Saturday, August 6, 2011

28. The Poisoner's Handbook

by Deborah Blum

As I get older I find that I enjoy non-fiction more and more. I particularly like the sort of light topic overviews and history that Penguin frequently puts out. The Poisoner's Handbook is a book I hoovered up during one of my Border's death knell raids.

At first I thought it was a mystery story, then I realized it was non-fiction and I thought it was going to be an overview of the common poisons during the Jazz Age. That's what the title indicates. However, while that information is in there, it's more a biography of the first medical examiner of New York, Charles Norris, mixed with overviews of the issues of the day and how it mixed with various poisons.

Prior to Charles Norris, the coroner system was another corrupt system in a notoriously corrupt city government. However, increasing pressure to reform incidentally paved the way for a better system based on scientific qualifications instead of nepotism. Norris took control and, despite a mayor that resented him, created a medical examiners office that became the model for the rest of the country.
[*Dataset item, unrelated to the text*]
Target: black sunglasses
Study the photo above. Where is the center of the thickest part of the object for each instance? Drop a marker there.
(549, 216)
One of Norris's first moves was to hire an obsessive toxicologist named Alexander Gettler, and together they set out to devise ways to detect poisons in the tissues of corpses. It sounds like a simple thing today but evidently at the time it was difficult to do and poison was considered one of the least likely methods of murder to be caught.

It's really very interesting stuff and Blum presented it in an entertaining way. While, at times, she linked together topics oddly to keep the narrative moving, it was never too confusing. However, after reading the book it seemed that New York shouldn't have survived prohibition.

1 comment:

  1. This one's been on my to-read list since I saw this blog;
    http://ipcblog.org/2010/02/11/lifeofapoisoncenter/

    twenty-four hours of calls to an Illinois Poison Control Center. Between 9p-10p, an ICU calls about thallium poisoning. The "poisoner's poison," one account put it. Anyway, the book was recommended on the basis of that petite fascination. I shall have to undertake it.